Pendant ce temps, ne foule de protestataires bravaient toujours dans le centre de la capitale yéménite une interdiction de manifester pour exiger le départ du président de l’unique république de la péninsule arabique, alors que des chars ont été placés dans des endroits stratégiques près du palais présidentiel.

Dans la matinée, le principal chef tribal, cheikh Sadek al-Ahmar, a demandé au président «d’éviter l’effusion de sang et d’opter pour une sortie honorable», joignant sa voix à celles de dignitaires traditionnels et religieux, dont le rôle est déterminant dans ce pays pauvre de 24 millions d’habitants.

Démissions en cascade

A Aden, dans le sud du pays, un autre général, Nasser Ali Chouaïbi, a lui aussi apporté son soutien à la contestation, en même temps que 60 officiers de la province de l’Hadramout et de 50 officiers du ministère de l’Intérieur. Le gouverneur d’Aden, deuxième ville du pays, Ahmad Qaatabi, a présenté sa démission, «pour protester contre ce qui se produit dans le pays». Les ambassadeurs à Ryad et Koweït ont également annoncé ce lundi qu’ils se joignaient à la contestation. Lundi en milieu d’après-midi, cinq ambassadeurs du Yémen en Europe ont demandé la démission de Saleh, a annoncé le représentant de la diplomatie yéménite à Paris.

Leurs défections s’ajoutent à celles de responsables du régime qui se sont multipliées ces jours-ci, contraignant le président Saleh à limoger dimanche soir le gouvernement, après la démission de trois ministres. Selon l’agence officielle Saba, le président a demandé à son cabinet «d’expédier les affaires courantes jusqu’à la mise en place d’un nouveau gouvernement».

La condamnation de l’ONU

La contestation, qui a débuté le 27 janvier, a pris de l’ampleur après la mort de 52 personnes tuées lors d’une attaque vendredi contre des manifestants à Sanaa. Cette tuerie attribuée à des partisans du régime a marqué la journée la plus sanglante depuis le début fin janvier de la contestation.

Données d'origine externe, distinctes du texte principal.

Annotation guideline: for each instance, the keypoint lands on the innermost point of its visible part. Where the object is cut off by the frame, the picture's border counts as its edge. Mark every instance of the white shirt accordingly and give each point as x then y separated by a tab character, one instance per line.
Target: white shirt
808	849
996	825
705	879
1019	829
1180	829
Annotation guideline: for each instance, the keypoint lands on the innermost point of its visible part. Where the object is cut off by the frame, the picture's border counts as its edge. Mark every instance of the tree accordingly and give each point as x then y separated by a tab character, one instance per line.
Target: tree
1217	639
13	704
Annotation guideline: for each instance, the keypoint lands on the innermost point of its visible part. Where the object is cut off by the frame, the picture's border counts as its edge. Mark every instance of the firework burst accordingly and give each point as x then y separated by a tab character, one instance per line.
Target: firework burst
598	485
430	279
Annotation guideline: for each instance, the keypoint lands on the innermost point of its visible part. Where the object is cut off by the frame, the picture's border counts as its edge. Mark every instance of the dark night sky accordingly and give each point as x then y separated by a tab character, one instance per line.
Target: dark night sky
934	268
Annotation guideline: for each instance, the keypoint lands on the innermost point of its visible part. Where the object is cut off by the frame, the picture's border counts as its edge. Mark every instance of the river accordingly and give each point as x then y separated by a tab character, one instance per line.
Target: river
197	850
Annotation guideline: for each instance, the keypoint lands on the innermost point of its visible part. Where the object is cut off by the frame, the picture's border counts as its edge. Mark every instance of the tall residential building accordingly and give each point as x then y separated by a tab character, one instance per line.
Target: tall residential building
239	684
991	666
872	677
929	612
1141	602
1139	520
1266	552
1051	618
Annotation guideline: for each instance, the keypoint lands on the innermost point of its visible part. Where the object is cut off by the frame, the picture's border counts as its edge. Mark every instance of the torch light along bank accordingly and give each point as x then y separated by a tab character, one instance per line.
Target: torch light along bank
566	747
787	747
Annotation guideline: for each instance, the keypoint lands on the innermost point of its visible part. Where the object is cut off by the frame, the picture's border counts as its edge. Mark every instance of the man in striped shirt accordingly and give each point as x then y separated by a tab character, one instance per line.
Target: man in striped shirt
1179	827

Ce massacre a été condamné lundi par le secrétaire général de l’ONU, Ban Ki-moon, en visite au Caire : «Le gouvernement yéménite a l’obligation de protéger les civils.» «Il n’y a pas d’alternative à un dialogue global portant sur des réformes politiques, sociales et économiques, pour traiter la crise politique», a-t-il poursuivi.

Dans le nord du pays, des rebelles chiites ont pris le contrôle d’une installation militaire dimanche lors de combats contre des combattants pro-gouvernementaux qui ont fait au moins vingt morts. Les rebelles appartiennent à la branche zaïdite du chiisme, et combattent le pouvoir central de Sanaa depuis 2004. Cette rébellion a fait des milliers de morts et plus de 250 000 déplacés, et elle inquiète l’Arabie saoudite qui est intervenue en août 2009 pour soutenir l’armée de Sanaa.